Go to All Listings -> Categories -> Add New. Create your category hierarchy. Directorist categories are directory-type-specific – categories you create for one directory type do not appear in others. Upload an icon for each category (Directorist uses icon fonts by default, with image icon support available).

Tags work the same as WordPress tags – vendors add them when submitting listings. Tags are useful for search and filtering when categories are too broad to capture everything relevant. A photography studio listing in the “Creative Services” category might have tags like corporate, weddings, headshots.

Step 4: Map Configuration

Go to Directorist -> Settings -> Map. Directorist supports Google Maps and OpenStreetMap. Google Maps requires an API key from Google Cloud Console (Maps JavaScript API, Geocoding API, and Places API need to be enabled). OpenStreetMap is free and requires no API key but has less accurate geocoding for addresses.

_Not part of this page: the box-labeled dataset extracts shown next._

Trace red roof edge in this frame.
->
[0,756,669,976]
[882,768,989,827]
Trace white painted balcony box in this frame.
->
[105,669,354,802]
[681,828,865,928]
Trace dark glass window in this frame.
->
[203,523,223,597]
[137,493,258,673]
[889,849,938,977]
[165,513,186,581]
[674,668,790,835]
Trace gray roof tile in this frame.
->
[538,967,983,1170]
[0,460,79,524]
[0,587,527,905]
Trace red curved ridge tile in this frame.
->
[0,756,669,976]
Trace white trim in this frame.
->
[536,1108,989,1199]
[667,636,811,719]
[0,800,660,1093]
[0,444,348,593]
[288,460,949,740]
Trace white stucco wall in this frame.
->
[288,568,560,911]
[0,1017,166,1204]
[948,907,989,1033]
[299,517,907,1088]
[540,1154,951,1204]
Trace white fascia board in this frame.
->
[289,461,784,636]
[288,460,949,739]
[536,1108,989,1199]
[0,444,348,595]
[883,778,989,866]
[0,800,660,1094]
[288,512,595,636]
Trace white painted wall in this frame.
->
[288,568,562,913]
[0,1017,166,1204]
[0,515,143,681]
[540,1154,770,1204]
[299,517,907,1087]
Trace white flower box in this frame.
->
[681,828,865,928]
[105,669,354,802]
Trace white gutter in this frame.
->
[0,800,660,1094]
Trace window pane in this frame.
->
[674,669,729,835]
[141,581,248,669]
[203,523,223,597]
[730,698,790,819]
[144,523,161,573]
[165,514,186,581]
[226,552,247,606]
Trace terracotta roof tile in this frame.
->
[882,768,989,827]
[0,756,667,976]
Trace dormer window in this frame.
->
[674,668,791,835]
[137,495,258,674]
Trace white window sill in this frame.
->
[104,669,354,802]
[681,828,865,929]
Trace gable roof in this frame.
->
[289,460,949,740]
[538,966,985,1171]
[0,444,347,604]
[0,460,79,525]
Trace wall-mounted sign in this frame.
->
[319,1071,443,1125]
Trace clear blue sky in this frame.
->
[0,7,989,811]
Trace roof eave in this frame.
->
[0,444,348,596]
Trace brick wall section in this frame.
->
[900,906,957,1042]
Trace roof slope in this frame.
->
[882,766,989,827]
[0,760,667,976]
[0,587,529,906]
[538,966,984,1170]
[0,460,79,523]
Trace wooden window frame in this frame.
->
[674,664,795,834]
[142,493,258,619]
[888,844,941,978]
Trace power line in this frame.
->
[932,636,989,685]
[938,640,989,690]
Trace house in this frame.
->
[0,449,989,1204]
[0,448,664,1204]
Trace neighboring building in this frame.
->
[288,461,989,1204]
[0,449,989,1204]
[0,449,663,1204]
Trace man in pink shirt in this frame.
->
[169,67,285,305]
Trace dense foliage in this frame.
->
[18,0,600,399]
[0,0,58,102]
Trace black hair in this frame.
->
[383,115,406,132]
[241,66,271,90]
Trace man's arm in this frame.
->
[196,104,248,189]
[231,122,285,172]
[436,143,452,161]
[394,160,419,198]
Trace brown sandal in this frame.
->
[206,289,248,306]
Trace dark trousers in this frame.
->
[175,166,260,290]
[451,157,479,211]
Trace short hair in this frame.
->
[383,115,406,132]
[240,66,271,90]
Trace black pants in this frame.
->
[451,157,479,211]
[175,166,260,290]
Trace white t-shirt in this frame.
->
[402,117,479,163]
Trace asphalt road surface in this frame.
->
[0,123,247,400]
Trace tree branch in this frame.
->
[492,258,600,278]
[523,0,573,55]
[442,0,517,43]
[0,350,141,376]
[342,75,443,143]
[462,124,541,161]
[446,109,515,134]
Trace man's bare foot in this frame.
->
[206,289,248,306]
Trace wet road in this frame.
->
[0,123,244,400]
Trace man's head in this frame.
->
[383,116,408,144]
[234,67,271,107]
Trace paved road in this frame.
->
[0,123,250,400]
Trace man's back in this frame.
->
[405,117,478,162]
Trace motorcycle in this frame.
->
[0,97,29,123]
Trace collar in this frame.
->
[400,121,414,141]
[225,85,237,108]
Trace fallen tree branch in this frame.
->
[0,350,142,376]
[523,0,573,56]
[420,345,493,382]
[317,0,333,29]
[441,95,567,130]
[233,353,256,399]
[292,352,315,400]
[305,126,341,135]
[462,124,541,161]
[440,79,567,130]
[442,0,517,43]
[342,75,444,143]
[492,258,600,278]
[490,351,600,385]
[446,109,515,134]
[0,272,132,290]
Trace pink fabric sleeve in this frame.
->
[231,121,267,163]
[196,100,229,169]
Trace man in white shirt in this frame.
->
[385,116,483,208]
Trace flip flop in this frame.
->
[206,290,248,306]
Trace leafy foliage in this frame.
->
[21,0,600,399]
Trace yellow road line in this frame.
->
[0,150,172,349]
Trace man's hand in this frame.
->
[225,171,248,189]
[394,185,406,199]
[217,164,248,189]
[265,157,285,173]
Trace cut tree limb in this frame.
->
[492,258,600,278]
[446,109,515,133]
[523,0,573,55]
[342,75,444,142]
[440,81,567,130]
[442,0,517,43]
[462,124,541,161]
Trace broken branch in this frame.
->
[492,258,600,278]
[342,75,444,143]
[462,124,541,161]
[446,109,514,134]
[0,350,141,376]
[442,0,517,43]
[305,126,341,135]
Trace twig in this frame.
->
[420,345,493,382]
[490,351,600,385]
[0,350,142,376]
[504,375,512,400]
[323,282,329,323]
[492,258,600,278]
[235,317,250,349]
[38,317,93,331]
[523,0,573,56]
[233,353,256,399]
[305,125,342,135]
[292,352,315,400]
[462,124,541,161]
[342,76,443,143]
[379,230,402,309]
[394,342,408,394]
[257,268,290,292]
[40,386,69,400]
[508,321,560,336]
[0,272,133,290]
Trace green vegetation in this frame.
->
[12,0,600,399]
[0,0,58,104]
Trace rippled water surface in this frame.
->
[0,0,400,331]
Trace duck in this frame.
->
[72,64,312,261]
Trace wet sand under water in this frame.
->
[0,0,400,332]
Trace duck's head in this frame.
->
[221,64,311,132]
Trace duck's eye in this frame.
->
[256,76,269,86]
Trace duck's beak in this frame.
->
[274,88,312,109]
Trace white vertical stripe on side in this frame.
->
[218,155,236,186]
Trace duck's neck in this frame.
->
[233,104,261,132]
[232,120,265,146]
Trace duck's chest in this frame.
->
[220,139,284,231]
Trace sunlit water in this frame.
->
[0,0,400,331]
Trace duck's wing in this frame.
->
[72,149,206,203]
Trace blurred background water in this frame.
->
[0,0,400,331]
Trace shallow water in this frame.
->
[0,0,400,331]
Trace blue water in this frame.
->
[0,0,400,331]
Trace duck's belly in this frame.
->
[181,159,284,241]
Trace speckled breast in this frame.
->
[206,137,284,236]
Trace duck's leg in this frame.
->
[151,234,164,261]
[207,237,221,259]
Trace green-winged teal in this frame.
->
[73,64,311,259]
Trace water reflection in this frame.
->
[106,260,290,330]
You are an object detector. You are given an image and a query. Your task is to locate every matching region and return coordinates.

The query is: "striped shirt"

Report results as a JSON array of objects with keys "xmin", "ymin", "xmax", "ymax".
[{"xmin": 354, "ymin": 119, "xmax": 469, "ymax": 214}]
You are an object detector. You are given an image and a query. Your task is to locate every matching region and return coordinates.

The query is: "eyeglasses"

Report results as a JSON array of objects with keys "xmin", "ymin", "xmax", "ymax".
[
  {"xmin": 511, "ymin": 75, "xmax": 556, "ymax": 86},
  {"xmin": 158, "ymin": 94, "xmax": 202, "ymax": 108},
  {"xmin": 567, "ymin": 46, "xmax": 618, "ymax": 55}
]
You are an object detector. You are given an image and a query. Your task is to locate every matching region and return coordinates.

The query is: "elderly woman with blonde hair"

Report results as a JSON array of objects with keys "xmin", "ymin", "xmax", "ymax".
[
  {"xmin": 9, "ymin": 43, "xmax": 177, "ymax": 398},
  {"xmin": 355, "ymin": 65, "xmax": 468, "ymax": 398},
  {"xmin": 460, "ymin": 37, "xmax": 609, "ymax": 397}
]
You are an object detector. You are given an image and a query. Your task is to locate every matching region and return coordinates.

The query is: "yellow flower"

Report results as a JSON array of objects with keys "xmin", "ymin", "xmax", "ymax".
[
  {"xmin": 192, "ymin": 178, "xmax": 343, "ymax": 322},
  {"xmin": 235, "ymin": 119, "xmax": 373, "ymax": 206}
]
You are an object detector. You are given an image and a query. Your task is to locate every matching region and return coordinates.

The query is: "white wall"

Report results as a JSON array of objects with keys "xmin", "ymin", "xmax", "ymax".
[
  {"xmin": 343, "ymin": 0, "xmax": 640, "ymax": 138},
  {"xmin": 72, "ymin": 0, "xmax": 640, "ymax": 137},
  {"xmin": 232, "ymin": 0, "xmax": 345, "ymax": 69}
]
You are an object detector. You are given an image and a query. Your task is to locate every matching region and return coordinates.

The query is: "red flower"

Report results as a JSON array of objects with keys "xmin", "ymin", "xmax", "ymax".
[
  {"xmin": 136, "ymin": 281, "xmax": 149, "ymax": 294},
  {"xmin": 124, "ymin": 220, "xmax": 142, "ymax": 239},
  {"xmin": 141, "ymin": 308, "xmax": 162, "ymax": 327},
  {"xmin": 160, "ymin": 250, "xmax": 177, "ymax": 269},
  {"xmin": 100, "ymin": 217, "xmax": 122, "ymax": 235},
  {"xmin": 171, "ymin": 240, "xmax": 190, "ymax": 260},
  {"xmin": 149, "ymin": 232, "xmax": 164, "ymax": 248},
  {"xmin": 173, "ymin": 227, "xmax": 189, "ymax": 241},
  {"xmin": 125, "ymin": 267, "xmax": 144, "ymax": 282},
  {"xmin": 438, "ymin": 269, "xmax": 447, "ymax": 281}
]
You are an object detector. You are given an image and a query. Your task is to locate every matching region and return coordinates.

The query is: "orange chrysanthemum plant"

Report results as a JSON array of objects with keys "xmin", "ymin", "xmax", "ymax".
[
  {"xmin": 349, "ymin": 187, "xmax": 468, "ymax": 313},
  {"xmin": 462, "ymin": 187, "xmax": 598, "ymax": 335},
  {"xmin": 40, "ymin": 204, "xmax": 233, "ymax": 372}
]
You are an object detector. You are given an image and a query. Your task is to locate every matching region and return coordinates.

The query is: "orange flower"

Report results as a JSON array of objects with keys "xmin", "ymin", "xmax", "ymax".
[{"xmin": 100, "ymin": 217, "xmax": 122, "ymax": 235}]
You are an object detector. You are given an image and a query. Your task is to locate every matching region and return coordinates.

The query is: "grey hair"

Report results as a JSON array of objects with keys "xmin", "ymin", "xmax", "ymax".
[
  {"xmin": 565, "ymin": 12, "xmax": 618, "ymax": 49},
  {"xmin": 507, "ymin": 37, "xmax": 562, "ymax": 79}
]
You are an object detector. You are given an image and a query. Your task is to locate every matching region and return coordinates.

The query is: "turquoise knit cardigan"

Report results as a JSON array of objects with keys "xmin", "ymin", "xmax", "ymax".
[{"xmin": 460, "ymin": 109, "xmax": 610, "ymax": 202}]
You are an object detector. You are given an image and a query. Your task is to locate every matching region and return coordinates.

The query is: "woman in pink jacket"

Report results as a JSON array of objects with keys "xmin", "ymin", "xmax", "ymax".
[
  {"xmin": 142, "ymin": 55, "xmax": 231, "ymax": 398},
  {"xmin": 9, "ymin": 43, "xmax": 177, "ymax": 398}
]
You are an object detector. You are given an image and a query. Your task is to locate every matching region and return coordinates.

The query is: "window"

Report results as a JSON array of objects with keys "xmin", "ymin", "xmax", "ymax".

For the address field on listing submission, configure whether to use a map click-to-place interface or a text address field with autocomplete. The autocomplete (using Google Places API) is more user-friendly for vendors submitting listings but requires the Places API enabled on your Google API key.

Step 5: Monetisation With Pricing Plans

The Directorist Pricing Plans extension (premium) lets you charge vendors for listing submissions. Go to Directorist -> Pricing Plans -> Add New Plan. Configure each plan with:

  • Price and billing period (one-time or subscription)
  • Number of listings allowed under this plan
  • Listing duration before expiry
  • Which features are included (featured listing badge, photos allowed, video allowed)

Payment processing integrates with WooCommerce – vendors add a plan to cart and check out. This means your existing WooCommerce payment gateway handles plan purchases. Configure the integration in Directorist -> Settings -> Monetisation.